Encore une réforme de la justice. Encore un texte voté, amendé, revoté. Un match de ping-pong entre les deux chambres du Parlement et toujours la même rengaine : « moderniser », « faciliter », « rapprocher le citoyen de son juge ». Sur le papier, on y croirait presque. Sauf qu’au Maroc, la réforme de la justice a toujours eu un goût de promesse ajournée.
Mardi 1er juillet 2025, à la Chambre des conseillers, la Commission de la justice et des droits de l’Homme a adopté le projet de loi 02.23 sur la procédure civile, sept voix pour, une contre. Un détail ? Pas vraiment. Car derrière ce vote qui propulse le texte à la plénière de la 2e Chambre, un malaise remonte à la surface. Celui d’un texte bricolé dans les couloirs sans vraiment passer par la case des consultations — ou plutôt par ces citoyens qui, paraît-il, ont voix au chapitre. Les conseillers peuvent encore retoucher le texte. Le dernier mot reviendra malgré tout aux députés.

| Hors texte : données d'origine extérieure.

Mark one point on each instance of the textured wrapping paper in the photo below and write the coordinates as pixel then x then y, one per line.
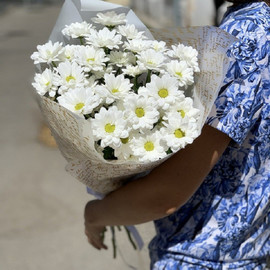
pixel 73 134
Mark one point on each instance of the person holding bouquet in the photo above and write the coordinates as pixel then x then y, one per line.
pixel 210 201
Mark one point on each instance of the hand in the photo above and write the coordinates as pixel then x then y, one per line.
pixel 94 233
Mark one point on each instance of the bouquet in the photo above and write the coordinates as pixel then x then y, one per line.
pixel 118 101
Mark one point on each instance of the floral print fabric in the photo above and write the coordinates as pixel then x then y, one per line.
pixel 226 223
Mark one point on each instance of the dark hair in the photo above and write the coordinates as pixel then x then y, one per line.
pixel 243 1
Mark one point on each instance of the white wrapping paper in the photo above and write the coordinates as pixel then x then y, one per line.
pixel 73 134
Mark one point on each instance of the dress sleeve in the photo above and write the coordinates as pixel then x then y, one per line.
pixel 239 103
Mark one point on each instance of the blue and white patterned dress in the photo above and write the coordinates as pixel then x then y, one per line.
pixel 226 223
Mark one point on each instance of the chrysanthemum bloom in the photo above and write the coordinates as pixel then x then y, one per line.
pixel 124 151
pixel 159 46
pixel 132 71
pixel 185 108
pixel 186 53
pixel 182 72
pixel 70 75
pixel 81 101
pixel 104 38
pixel 115 88
pixel 120 59
pixel 141 112
pixel 137 45
pixel 91 58
pixel 164 89
pixel 179 132
pixel 45 83
pixel 109 126
pixel 130 32
pixel 150 60
pixel 48 53
pixel 77 30
pixel 69 52
pixel 148 147
pixel 110 18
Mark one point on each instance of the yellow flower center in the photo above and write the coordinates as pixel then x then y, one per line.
pixel 163 92
pixel 124 140
pixel 70 77
pixel 109 128
pixel 178 133
pixel 149 146
pixel 79 106
pixel 179 74
pixel 182 113
pixel 140 112
pixel 115 90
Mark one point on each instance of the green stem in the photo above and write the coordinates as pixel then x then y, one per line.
pixel 136 84
pixel 81 40
pixel 148 79
pixel 113 242
pixel 130 238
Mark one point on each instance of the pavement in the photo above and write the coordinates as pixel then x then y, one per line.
pixel 41 204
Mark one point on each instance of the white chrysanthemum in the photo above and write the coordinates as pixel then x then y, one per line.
pixel 132 70
pixel 137 45
pixel 148 147
pixel 91 58
pixel 159 46
pixel 185 108
pixel 115 87
pixel 141 112
pixel 110 18
pixel 124 151
pixel 81 101
pixel 109 126
pixel 182 72
pixel 130 32
pixel 186 53
pixel 70 75
pixel 104 38
pixel 120 59
pixel 48 53
pixel 179 133
pixel 151 60
pixel 45 83
pixel 77 30
pixel 69 52
pixel 100 74
pixel 164 89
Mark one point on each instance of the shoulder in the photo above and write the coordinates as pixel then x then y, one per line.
pixel 247 20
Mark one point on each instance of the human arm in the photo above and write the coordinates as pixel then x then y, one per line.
pixel 164 190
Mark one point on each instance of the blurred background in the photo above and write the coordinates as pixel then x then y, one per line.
pixel 41 220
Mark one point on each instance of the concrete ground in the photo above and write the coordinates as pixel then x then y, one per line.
pixel 41 220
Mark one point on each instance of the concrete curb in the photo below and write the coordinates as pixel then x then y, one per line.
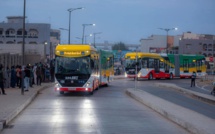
pixel 204 97
pixel 15 113
pixel 188 119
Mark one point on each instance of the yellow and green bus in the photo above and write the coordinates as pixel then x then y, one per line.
pixel 78 68
pixel 168 66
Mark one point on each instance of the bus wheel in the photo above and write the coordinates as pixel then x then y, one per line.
pixel 150 76
pixel 91 93
pixel 171 76
pixel 62 92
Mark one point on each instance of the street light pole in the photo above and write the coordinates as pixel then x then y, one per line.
pixel 167 30
pixel 86 38
pixel 70 10
pixel 23 46
pixel 84 30
pixel 94 38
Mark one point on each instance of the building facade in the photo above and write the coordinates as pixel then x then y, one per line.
pixel 160 44
pixel 197 44
pixel 40 39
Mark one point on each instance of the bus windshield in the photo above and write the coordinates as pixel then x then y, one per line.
pixel 71 65
pixel 130 63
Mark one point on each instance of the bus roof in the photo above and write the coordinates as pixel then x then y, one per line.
pixel 132 55
pixel 74 47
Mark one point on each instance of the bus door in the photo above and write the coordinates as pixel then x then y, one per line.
pixel 199 66
pixel 186 65
pixel 157 65
pixel 166 67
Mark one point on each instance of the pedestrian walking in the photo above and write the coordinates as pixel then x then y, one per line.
pixel 7 77
pixel 27 77
pixel 13 77
pixel 18 76
pixel 39 75
pixel 2 80
pixel 193 78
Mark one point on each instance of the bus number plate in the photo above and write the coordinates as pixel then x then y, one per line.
pixel 71 88
pixel 74 77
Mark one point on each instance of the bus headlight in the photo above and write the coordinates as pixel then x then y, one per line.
pixel 62 81
pixel 88 84
pixel 139 74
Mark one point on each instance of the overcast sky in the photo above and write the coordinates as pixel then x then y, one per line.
pixel 119 20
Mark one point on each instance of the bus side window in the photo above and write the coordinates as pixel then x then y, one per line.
pixel 161 64
pixel 151 63
pixel 144 63
pixel 91 64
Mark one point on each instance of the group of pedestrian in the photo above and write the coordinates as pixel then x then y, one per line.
pixel 30 75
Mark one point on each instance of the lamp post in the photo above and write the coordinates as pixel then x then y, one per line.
pixel 23 46
pixel 45 44
pixel 65 30
pixel 70 10
pixel 94 38
pixel 86 38
pixel 84 30
pixel 167 30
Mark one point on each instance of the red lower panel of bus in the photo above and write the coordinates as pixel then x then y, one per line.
pixel 131 76
pixel 74 89
pixel 185 76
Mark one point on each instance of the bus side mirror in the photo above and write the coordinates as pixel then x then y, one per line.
pixel 92 64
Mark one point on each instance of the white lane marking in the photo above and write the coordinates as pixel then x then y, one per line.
pixel 203 87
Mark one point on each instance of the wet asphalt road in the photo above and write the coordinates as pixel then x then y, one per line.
pixel 108 111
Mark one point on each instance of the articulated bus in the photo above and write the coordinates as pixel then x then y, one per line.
pixel 168 66
pixel 78 69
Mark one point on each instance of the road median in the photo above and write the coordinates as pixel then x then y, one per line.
pixel 188 119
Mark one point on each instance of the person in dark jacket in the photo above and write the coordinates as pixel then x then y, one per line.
pixel 13 77
pixel 193 78
pixel 2 79
pixel 27 77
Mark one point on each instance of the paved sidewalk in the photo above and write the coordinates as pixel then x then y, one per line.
pixel 14 102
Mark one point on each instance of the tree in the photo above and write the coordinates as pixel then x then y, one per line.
pixel 119 46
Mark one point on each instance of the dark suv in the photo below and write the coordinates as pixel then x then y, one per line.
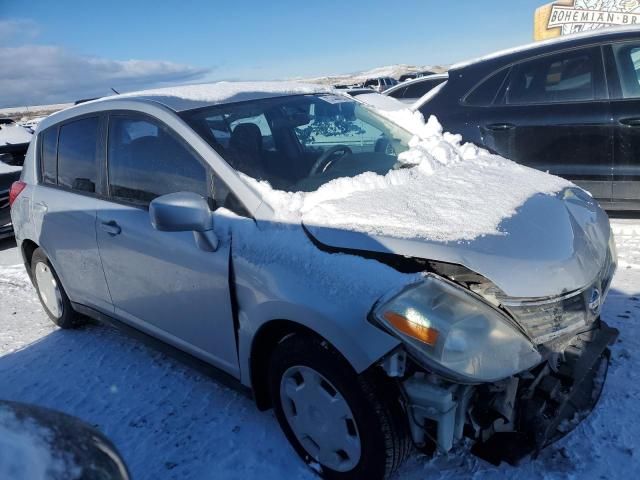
pixel 569 106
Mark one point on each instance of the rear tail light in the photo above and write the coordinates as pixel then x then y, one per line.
pixel 16 189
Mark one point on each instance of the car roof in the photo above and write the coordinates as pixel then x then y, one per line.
pixel 602 34
pixel 188 97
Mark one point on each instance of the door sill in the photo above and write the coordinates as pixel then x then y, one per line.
pixel 201 366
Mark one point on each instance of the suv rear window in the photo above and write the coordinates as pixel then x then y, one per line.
pixel 567 77
pixel 77 166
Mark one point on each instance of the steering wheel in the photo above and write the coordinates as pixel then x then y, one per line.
pixel 326 158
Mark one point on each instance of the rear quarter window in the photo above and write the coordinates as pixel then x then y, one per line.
pixel 48 156
pixel 77 166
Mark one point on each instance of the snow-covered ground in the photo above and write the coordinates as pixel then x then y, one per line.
pixel 172 422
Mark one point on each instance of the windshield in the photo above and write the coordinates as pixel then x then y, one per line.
pixel 299 143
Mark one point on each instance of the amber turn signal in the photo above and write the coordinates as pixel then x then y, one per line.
pixel 419 332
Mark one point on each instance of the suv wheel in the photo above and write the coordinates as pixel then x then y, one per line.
pixel 334 418
pixel 51 293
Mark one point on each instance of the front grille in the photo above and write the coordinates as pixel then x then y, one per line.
pixel 545 321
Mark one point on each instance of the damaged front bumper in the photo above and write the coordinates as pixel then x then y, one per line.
pixel 516 417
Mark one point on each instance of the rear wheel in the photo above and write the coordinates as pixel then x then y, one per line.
pixel 343 422
pixel 51 293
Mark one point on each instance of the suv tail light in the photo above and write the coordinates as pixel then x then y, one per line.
pixel 16 189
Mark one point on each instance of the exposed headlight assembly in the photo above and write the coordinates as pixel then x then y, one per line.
pixel 455 333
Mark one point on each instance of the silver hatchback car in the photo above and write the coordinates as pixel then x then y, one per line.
pixel 279 233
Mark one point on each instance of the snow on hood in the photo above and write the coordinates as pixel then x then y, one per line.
pixel 14 135
pixel 26 453
pixel 453 192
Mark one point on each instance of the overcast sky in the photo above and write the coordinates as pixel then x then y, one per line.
pixel 53 52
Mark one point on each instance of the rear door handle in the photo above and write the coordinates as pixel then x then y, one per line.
pixel 501 126
pixel 40 207
pixel 630 122
pixel 112 228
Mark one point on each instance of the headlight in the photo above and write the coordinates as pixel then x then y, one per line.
pixel 455 333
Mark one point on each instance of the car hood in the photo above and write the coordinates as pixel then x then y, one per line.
pixel 552 245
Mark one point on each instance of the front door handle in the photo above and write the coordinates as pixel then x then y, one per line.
pixel 630 122
pixel 501 126
pixel 112 228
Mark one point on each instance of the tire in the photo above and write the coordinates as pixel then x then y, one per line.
pixel 51 293
pixel 378 418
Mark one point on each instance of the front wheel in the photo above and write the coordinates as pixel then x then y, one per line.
pixel 334 418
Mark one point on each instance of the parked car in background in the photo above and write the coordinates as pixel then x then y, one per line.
pixel 413 90
pixel 570 106
pixel 38 443
pixel 361 321
pixel 14 142
pixel 380 84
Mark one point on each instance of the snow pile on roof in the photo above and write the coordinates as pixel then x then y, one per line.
pixel 453 192
pixel 393 71
pixel 25 453
pixel 4 168
pixel 221 92
pixel 382 102
pixel 14 135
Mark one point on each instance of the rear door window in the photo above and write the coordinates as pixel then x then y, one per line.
pixel 566 77
pixel 146 160
pixel 627 58
pixel 418 89
pixel 486 93
pixel 77 162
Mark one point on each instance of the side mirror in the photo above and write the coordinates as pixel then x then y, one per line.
pixel 184 212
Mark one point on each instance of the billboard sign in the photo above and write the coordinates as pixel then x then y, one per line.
pixel 572 16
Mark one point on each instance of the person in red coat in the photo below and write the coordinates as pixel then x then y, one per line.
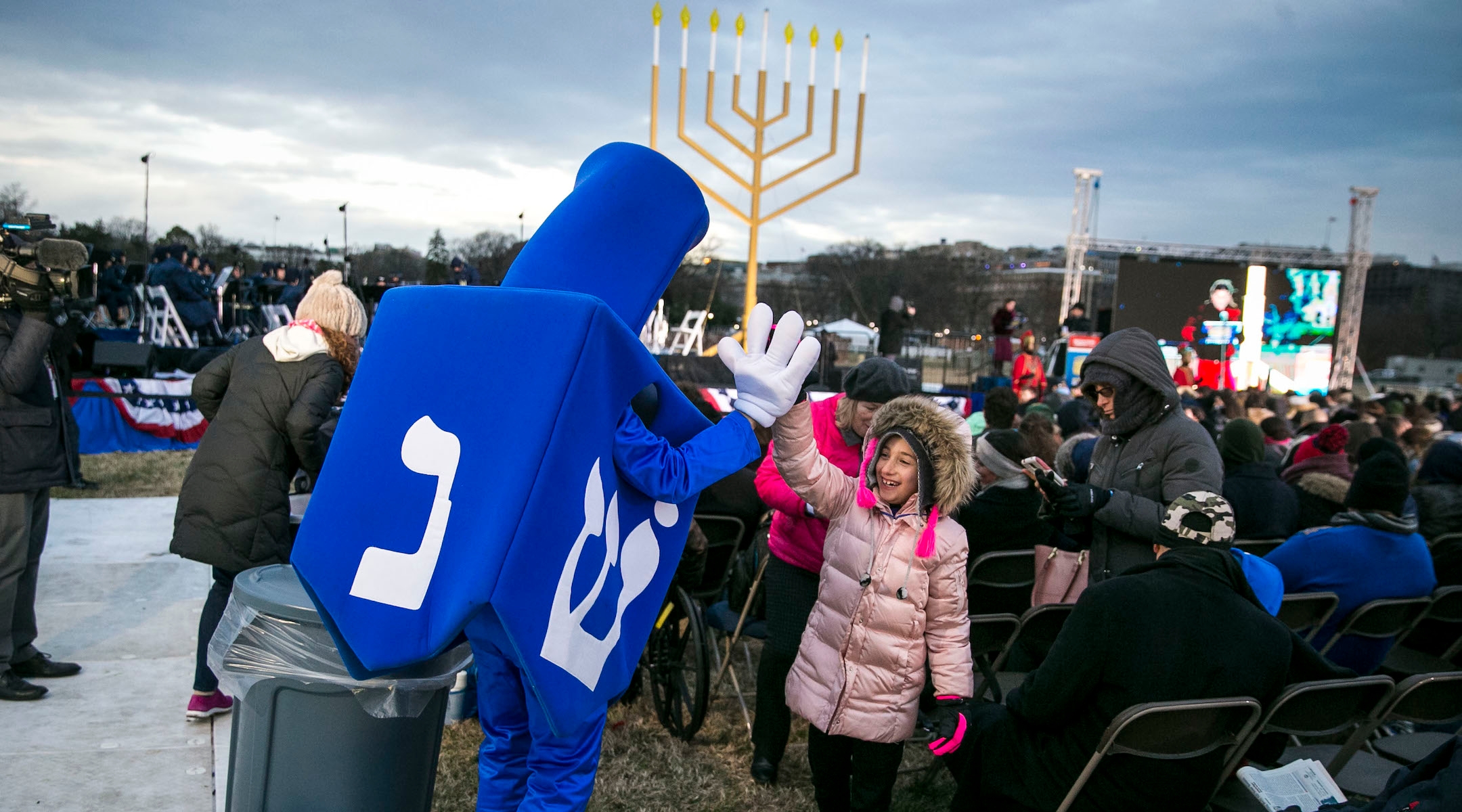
pixel 797 547
pixel 1027 371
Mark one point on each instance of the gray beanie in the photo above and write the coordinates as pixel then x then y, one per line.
pixel 876 380
pixel 331 304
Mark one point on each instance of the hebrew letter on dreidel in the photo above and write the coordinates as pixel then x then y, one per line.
pixel 401 579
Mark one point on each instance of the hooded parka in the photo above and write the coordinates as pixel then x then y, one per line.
pixel 860 667
pixel 1145 466
pixel 265 402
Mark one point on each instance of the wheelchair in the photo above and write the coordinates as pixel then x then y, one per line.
pixel 680 659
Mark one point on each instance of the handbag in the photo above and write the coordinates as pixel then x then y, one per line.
pixel 1061 576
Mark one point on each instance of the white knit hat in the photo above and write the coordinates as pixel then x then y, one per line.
pixel 331 304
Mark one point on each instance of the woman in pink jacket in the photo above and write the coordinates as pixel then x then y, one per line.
pixel 796 542
pixel 891 596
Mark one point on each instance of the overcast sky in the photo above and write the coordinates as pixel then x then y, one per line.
pixel 1214 122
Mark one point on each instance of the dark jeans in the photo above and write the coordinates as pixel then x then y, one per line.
pixel 790 596
pixel 850 773
pixel 204 678
pixel 24 519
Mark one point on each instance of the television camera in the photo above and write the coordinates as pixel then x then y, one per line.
pixel 35 271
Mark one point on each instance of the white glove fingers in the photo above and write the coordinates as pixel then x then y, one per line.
pixel 730 353
pixel 789 330
pixel 805 358
pixel 757 326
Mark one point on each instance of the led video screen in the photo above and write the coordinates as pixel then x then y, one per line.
pixel 1174 298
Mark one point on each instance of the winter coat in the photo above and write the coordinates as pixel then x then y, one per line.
pixel 1143 637
pixel 1319 485
pixel 1264 505
pixel 1360 564
pixel 1439 508
pixel 999 519
pixel 797 538
pixel 265 401
pixel 1148 468
pixel 860 667
pixel 35 440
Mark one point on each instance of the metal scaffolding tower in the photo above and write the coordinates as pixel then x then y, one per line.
pixel 1080 240
pixel 1348 320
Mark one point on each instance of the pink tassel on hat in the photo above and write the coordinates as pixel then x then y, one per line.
pixel 866 499
pixel 926 539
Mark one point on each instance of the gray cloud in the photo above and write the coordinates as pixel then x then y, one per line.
pixel 1214 123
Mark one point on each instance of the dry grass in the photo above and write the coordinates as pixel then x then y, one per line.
pixel 645 769
pixel 122 474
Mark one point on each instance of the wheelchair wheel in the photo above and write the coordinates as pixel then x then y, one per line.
pixel 678 665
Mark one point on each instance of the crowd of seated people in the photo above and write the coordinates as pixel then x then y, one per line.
pixel 1157 488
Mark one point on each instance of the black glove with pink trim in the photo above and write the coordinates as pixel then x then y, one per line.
pixel 949 725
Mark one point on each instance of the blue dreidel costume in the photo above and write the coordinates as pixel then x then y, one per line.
pixel 519 500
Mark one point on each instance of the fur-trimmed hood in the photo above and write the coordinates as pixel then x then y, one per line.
pixel 946 440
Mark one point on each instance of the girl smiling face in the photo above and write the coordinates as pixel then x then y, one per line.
pixel 897 472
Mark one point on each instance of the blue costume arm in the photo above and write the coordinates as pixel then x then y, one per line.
pixel 671 474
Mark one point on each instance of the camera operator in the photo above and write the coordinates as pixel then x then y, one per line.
pixel 35 456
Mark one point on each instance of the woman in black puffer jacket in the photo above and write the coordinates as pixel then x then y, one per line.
pixel 265 402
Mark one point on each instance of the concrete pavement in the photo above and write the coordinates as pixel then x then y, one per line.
pixel 113 738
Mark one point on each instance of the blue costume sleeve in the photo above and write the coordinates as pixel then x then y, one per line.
pixel 674 474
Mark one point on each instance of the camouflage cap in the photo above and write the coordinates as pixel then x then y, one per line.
pixel 1199 518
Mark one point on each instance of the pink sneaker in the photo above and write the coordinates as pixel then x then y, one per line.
pixel 202 707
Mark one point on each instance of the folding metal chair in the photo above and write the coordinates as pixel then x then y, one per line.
pixel 1172 732
pixel 1002 582
pixel 1258 547
pixel 1027 648
pixel 1308 611
pixel 161 323
pixel 1429 698
pixel 1444 620
pixel 1379 620
pixel 989 637
pixel 1306 708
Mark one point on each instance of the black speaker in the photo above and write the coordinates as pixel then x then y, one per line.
pixel 125 358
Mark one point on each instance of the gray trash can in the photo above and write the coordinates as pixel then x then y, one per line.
pixel 309 738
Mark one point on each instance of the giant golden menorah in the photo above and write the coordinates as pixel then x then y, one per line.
pixel 759 123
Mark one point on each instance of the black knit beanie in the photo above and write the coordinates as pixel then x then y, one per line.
pixel 876 380
pixel 1379 484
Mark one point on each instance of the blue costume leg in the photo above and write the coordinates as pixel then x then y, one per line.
pixel 562 767
pixel 502 707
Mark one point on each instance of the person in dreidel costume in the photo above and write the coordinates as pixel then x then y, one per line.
pixel 554 635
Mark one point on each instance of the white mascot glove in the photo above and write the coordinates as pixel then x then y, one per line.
pixel 768 379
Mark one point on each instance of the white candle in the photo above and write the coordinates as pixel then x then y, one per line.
pixel 863 72
pixel 766 21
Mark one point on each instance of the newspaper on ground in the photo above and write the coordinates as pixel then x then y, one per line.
pixel 1302 783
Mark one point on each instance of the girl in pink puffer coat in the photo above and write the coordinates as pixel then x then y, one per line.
pixel 891 595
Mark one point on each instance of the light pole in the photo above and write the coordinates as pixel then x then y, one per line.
pixel 345 247
pixel 147 190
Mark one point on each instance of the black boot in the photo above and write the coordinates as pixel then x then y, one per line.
pixel 763 771
pixel 16 690
pixel 43 667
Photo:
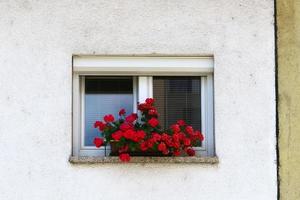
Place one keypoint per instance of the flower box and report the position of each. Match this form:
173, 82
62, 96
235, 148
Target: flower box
141, 135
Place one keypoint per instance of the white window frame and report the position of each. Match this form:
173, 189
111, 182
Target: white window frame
142, 68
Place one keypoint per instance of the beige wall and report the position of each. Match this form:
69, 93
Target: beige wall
288, 16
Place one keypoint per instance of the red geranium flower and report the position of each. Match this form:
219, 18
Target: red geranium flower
131, 118
187, 141
175, 128
165, 137
98, 142
125, 126
141, 134
150, 143
176, 145
162, 147
153, 122
100, 125
129, 134
181, 122
109, 118
189, 130
123, 149
122, 112
156, 137
176, 152
144, 146
176, 137
117, 135
124, 157
190, 152
153, 112
149, 101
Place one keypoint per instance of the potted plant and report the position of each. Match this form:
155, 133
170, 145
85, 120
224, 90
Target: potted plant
141, 135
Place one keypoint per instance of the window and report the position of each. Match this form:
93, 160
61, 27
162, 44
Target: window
181, 86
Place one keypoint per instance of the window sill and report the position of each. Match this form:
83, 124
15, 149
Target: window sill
144, 160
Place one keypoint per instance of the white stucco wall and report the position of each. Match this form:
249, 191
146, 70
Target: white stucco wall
38, 39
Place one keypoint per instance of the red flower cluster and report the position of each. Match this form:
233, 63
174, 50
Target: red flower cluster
132, 133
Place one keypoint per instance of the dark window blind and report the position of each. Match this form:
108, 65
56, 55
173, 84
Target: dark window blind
178, 98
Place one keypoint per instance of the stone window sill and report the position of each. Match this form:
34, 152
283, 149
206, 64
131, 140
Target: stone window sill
144, 160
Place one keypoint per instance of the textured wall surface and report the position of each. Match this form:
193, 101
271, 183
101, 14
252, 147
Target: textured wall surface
289, 97
38, 39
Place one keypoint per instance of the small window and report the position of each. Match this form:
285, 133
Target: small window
103, 95
182, 88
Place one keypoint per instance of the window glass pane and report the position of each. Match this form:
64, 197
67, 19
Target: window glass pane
105, 95
178, 98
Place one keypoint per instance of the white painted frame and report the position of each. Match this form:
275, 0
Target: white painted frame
143, 68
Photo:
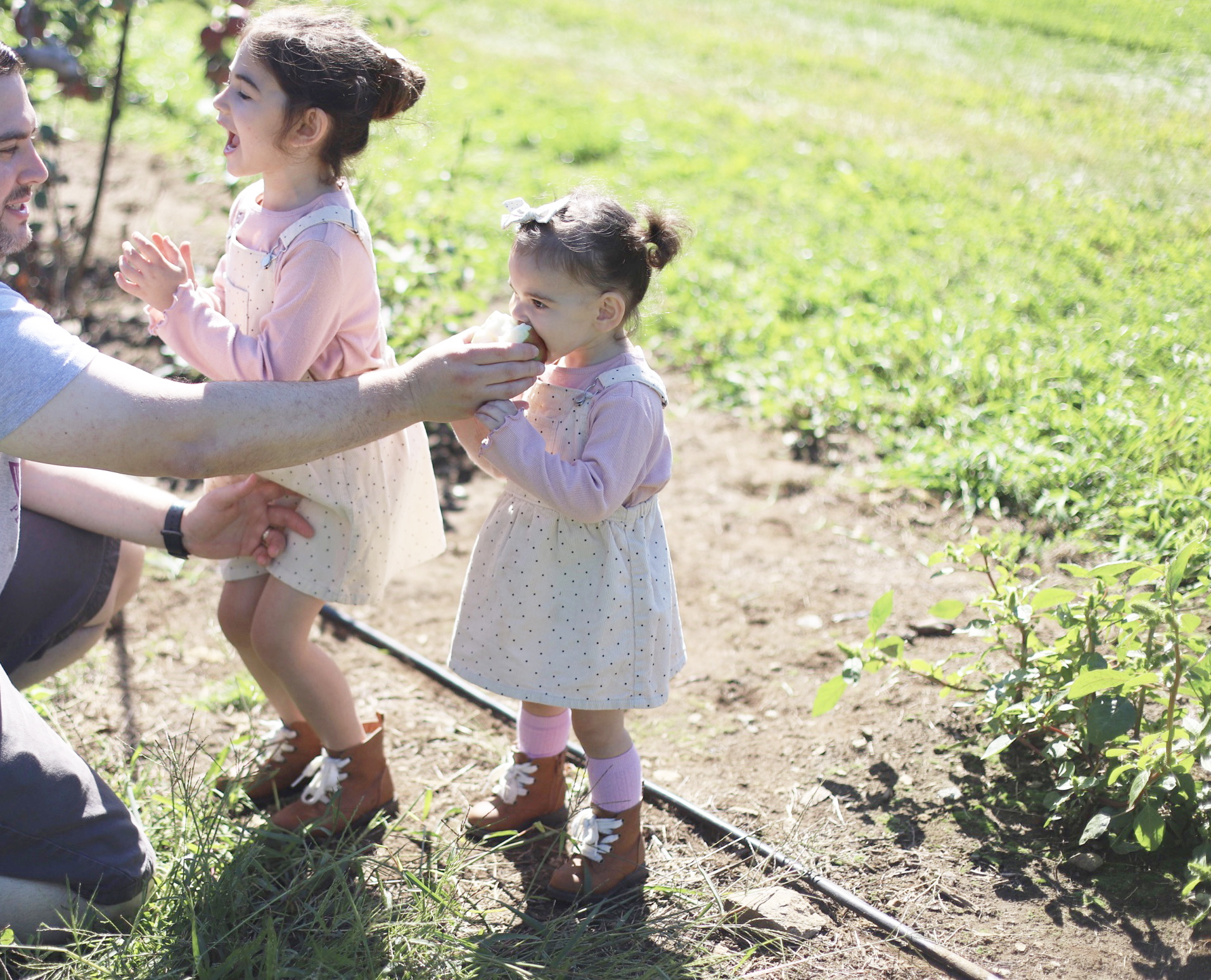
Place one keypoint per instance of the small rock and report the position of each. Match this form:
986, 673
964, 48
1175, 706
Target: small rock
1087, 860
932, 628
776, 909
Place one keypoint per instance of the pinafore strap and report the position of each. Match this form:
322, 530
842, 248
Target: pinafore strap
347, 217
641, 373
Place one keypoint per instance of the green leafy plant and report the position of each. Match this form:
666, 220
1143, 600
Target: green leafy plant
1107, 688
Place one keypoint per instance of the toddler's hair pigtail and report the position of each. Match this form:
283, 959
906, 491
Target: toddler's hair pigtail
665, 236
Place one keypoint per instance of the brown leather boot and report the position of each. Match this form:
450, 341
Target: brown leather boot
285, 755
527, 792
608, 860
349, 788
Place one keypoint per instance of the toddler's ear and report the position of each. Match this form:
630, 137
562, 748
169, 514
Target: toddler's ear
611, 311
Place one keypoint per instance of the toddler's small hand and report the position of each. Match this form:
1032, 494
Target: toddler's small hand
153, 268
494, 413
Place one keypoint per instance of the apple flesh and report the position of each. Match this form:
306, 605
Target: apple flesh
501, 327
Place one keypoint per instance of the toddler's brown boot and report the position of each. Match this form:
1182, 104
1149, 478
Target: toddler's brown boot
347, 791
527, 791
608, 860
285, 755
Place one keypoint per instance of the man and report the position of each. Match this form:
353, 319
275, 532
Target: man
68, 847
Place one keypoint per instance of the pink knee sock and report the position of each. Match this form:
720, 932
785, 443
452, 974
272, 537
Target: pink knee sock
542, 737
615, 784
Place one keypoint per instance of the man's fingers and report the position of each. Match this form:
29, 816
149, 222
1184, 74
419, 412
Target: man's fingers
290, 520
272, 543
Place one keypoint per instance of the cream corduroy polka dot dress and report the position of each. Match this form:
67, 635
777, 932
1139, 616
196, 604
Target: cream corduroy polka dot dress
568, 613
375, 509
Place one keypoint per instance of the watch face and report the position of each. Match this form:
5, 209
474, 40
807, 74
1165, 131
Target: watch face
174, 541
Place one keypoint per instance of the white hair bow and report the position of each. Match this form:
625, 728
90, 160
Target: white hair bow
521, 212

Mais le citoyen, lui, on ne l’a pas entendu. Hors-jeu du ping-pong parlementaire, il suit des yeux, sans conviction, la petite balle blanche. Quant aux associations, elles ont passé leur tour. Parce que quand la société civile s’en mêle, on lui répond poliment que « tout est sous contrôle ».
Ce qui échappe à ce contrôle, justement, c’est la confiance. À force d’ignorer la rue, la réforme devient un exercice de style : on décortique des virgules, on polit des articles, mais l’essentiel manque — cette conviction que la loi est écrite avec, et non contre, ceux qu’elle protège.
Officiellement, on avance : 181 amendements retenus sur 549 proposés. « Preuve d’ouverture », se félicite le ministre de la Justice. Certes. Mais ouverture à qui ? Certainement pas aux associations qui rappellent, un brin amères, que la Constitution prévoit la fameuse « démocratie participative ». Des articles 10, 14 et 139 de notre loi suprême, il ne reste pour l’instant qu’une encre pâlie dans le Bulletin officiel portant le numéro 5964 bis du 28 chaabane 1432 (30 juillet 2011).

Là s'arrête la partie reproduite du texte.